Creativity: Flow and the Psychology of Discovery and Invention

There’s a lot of meaty goodness to Creativity, and some sleepy time too, but overall it’s insightful and instructional. The backbone of Creativity is interviews with 91 exceptional individuals by Csikszentmihalyi and his students at the University of Chicago. Their primary goal? To demystify the creative process.

But before we delve into the guts of the book, let’s start with Csikszentmihalyi’s presuppositions:

1. Creativity is defined as “a process by which a symbolic domain in the culture is changed” (where “domain” = a field or discipline, e.g., physics) and,

2. Creativity requires not only inventive individuals, but a culture, and a domain (comprised of a field of experts) that validate and foster such work.

Not sure about you, but the author’s assumptions feel restrictive to me—and a tad elitist and exclusionary. I get it, Csikszentmihalyi needs to define creativity to establish criteria for selecting individuals to interview and to set boundaries for framing his research. But when we start drawing hard lines around what constitutes creativity that excludes the work of those that aren’t among the powerful leaders or influencers in a field or supported by such individuals, I get funny about that kind of stuff.

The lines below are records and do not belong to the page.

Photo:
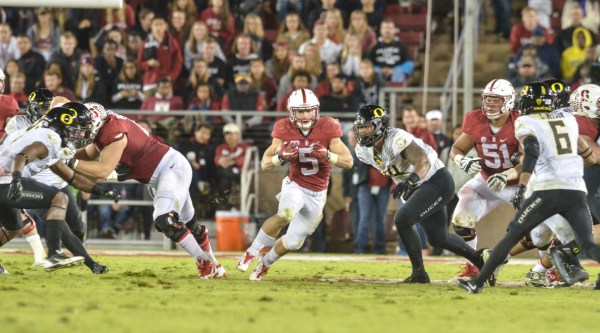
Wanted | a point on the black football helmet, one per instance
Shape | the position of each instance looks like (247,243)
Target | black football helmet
(38,103)
(73,122)
(536,97)
(374,117)
(561,92)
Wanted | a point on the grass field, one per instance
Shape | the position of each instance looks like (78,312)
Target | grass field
(162,294)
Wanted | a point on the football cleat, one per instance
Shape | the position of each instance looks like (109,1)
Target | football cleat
(58,261)
(244,262)
(259,271)
(469,286)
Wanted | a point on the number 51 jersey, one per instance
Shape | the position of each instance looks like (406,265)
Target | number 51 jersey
(306,171)
(559,167)
(495,149)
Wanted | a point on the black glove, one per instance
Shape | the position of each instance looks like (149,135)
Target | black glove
(16,187)
(519,195)
(107,192)
(122,172)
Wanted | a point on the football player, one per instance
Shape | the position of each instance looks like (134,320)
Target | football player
(28,151)
(310,144)
(119,141)
(558,187)
(422,182)
(491,131)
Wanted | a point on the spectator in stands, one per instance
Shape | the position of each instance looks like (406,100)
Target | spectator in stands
(285,84)
(243,51)
(220,22)
(216,67)
(229,160)
(352,54)
(195,44)
(338,100)
(335,25)
(279,63)
(564,38)
(292,32)
(366,86)
(253,26)
(324,86)
(521,33)
(128,93)
(32,63)
(53,82)
(527,72)
(201,154)
(262,83)
(300,80)
(589,15)
(434,119)
(162,101)
(44,35)
(108,65)
(201,75)
(8,45)
(330,51)
(314,65)
(374,17)
(17,89)
(88,87)
(575,55)
(390,56)
(160,56)
(144,25)
(243,98)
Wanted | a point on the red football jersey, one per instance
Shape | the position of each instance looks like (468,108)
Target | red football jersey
(586,127)
(8,108)
(309,172)
(143,152)
(495,150)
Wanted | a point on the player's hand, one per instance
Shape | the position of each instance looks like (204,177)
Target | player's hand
(497,182)
(107,192)
(470,165)
(288,151)
(519,196)
(318,151)
(16,187)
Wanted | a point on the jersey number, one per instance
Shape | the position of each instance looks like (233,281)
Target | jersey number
(498,156)
(561,138)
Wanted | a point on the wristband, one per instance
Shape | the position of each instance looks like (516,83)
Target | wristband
(276,160)
(333,157)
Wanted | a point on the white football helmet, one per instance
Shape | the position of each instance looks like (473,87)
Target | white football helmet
(303,100)
(99,115)
(584,101)
(498,88)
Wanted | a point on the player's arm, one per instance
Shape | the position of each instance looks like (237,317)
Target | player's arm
(271,158)
(586,152)
(339,149)
(106,163)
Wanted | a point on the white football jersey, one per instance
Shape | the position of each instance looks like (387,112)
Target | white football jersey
(390,162)
(45,176)
(558,166)
(22,138)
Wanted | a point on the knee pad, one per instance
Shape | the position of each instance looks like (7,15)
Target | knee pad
(468,234)
(170,225)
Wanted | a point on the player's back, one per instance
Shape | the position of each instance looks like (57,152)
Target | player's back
(558,166)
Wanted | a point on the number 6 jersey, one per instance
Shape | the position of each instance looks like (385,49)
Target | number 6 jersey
(558,166)
(495,149)
(390,162)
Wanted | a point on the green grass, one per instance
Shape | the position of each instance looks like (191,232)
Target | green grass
(144,294)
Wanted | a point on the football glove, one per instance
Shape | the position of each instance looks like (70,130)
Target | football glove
(16,187)
(519,196)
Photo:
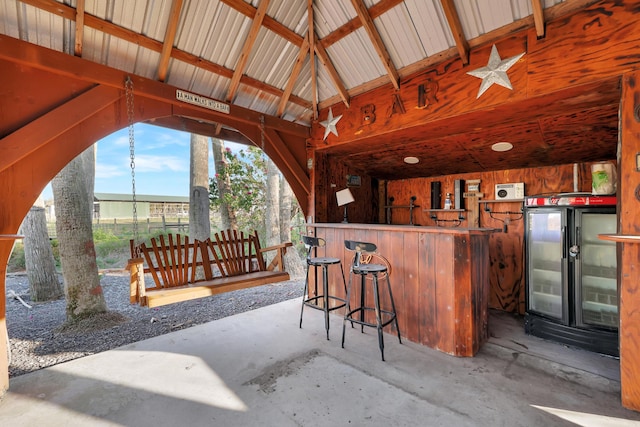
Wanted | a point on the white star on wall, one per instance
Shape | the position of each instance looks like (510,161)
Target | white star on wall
(495,71)
(330,124)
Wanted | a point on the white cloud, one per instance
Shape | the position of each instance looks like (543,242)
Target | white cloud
(151,163)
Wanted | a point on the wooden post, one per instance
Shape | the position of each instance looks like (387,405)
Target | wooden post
(629,271)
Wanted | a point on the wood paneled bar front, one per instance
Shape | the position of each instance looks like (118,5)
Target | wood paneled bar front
(439,278)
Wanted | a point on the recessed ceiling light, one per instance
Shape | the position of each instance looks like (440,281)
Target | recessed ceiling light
(411,160)
(502,146)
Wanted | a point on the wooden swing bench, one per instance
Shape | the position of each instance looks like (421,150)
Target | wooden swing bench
(184,270)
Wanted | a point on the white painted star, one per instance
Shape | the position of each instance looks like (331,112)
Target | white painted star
(330,124)
(495,71)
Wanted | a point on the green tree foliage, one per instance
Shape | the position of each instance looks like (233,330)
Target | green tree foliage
(246,170)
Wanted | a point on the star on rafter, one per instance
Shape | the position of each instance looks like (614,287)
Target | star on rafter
(330,124)
(495,71)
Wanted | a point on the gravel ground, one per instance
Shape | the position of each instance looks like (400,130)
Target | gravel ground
(38,339)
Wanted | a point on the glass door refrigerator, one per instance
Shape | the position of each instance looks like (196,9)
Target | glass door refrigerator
(571,275)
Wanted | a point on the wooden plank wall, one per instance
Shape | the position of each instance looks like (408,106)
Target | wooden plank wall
(439,283)
(331,177)
(506,249)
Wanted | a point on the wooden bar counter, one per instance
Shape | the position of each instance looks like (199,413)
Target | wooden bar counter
(439,278)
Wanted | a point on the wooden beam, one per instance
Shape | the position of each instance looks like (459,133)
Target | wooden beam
(28,54)
(296,176)
(377,42)
(268,22)
(538,17)
(376,10)
(453,19)
(333,73)
(312,57)
(79,28)
(39,132)
(293,76)
(169,38)
(246,49)
(106,27)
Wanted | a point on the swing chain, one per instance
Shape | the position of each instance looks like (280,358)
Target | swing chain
(262,133)
(132,156)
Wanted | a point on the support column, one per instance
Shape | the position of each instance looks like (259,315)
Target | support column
(629,270)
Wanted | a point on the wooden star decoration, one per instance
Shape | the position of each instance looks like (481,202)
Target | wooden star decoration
(495,71)
(330,124)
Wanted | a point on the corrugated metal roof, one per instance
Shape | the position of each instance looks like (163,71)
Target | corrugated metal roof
(215,32)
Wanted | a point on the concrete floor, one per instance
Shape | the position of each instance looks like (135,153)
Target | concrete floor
(259,369)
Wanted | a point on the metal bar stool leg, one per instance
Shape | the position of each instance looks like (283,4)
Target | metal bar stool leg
(304,294)
(347,311)
(393,307)
(363,291)
(325,290)
(376,304)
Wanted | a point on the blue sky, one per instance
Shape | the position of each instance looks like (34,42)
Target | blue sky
(161,158)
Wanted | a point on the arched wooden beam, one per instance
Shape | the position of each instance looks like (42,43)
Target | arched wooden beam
(46,125)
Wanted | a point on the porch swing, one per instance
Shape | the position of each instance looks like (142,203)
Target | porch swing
(182,270)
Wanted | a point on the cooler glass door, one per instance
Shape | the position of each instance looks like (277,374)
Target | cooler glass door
(597,284)
(547,262)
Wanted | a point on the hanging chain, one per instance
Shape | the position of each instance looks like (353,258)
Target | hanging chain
(132,155)
(262,133)
(264,154)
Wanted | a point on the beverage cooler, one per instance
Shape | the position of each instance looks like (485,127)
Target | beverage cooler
(571,275)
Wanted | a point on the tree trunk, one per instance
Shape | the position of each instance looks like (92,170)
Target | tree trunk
(73,198)
(38,257)
(199,224)
(272,214)
(292,261)
(227,215)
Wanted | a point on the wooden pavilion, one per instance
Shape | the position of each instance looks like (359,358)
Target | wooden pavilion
(338,94)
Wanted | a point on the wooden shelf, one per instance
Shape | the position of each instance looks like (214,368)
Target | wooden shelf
(624,238)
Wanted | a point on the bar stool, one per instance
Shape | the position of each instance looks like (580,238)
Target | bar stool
(324,262)
(358,266)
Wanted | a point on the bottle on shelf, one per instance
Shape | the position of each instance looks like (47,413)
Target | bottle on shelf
(447,201)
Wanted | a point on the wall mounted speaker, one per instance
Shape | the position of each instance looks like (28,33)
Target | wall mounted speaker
(436,195)
(458,194)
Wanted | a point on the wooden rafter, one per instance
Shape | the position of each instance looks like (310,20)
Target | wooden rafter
(333,73)
(312,58)
(538,17)
(169,38)
(339,33)
(246,50)
(295,72)
(378,44)
(268,22)
(453,19)
(106,27)
(77,50)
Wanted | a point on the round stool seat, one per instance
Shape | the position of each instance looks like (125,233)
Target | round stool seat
(369,268)
(323,261)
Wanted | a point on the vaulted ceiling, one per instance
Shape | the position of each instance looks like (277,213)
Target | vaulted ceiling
(292,58)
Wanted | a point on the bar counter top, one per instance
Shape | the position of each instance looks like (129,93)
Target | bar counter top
(405,228)
(439,277)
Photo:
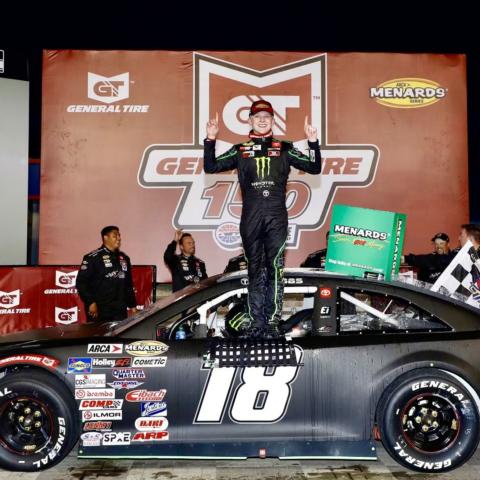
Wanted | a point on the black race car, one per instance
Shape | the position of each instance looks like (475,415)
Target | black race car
(360,361)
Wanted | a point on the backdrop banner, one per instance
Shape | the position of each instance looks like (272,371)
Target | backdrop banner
(38,297)
(123,131)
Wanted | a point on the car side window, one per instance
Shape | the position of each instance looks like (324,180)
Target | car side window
(364,311)
(227,316)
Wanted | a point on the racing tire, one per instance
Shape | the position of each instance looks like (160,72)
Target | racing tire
(38,421)
(429,420)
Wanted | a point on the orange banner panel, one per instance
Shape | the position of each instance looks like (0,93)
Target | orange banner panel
(122,144)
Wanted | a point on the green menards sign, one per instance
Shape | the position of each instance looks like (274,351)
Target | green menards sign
(365,242)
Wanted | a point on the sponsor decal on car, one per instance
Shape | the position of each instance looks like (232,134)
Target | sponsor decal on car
(126,384)
(420,463)
(100,404)
(42,360)
(88,415)
(146,348)
(325,292)
(149,362)
(102,362)
(91,439)
(62,432)
(145,395)
(97,426)
(153,409)
(94,393)
(116,438)
(128,373)
(150,436)
(4,392)
(441,386)
(79,365)
(112,348)
(93,380)
(158,424)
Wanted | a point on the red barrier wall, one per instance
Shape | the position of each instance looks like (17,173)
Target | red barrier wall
(39,297)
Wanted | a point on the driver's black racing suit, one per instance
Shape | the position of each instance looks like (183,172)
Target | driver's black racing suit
(263,165)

Plenty ‘o creativity emerges on the fringes—in fact, this is where it typically starts before it moves to the mainstream. So, let’s be crystal clear about Csikszentmihalyi’s definition of creativity and creative individuals: Csikszentmihalyi’s creatives in review are those that have already received the full “Good Housekeeping” stamp of approval by the experts in their domain and, subsequently, by our broader culture—the masses. These are “insiders” – a wholly different animal than the “outsiders” explored in The Tenacity of the Cockroach (my review of that book here.)

Having just finished, Wired to Create, also on the topic of creativity, I was incredibly fascinated by the section in Creativity that explored the creative personality. And why not? I got to compare/contrast two expert viewpoints—Csikszentmihalyi’s and the Kaufman + Gregoire team. Love that!

In Wired to Create the authors acknowledge that creatives are masters at cultivating a wide array of attributes while effortlessly adapting to changing circumstances; however, they spend more time delving into specific behaviors that distinguish creatives from non-creatives, such as imaginative play or solitude.

Source: Cool tat from BestPickr

By contrast, Csikszentmihalyi spends more time exploring the “effortless adaptation” of creatives. He asserts that creatives have dialectic personalities—or the ability to move from one extreme to another as the occasion requires. He examines ten diametrically opposed traits that are present in creatives:

1. Physical Energy v. Quiet and Rest: Creatives work long hours, with great concentration, while projecting an aura of freshness and enthusiasm.

2. Smart v. Naïve: or another way of looking at this pair would be the poles of wisdom and childishness. Creative geniuses often have a certain immaturity. Think Mozart.

3. Playfulness v. Discipline: A bouncy, light attitude is typical of creative individuals. But this playfulness doesn’t go far—doggedness, perseverance and endurance kick in fast. Hard work is necessary to bring a novel idea to life.

4. Imagination and Fantasy v. Sense of Reality: Creative people tend to alternate between both states often. Great art and great science require a leap of imagination to a world that is different from our own, without going so far as to enter La La Land.

5. Extroversion v. Introversion: Most people tend to be one or the other. Creative individuals seem to embody both traits.

6. Humble v. Pride: Most creatives recognize that they are but one of many experts in a domain with a rich history. This awareness tends to keep egos in check. But with great knowledge comes a sense of confidence, security, and pride.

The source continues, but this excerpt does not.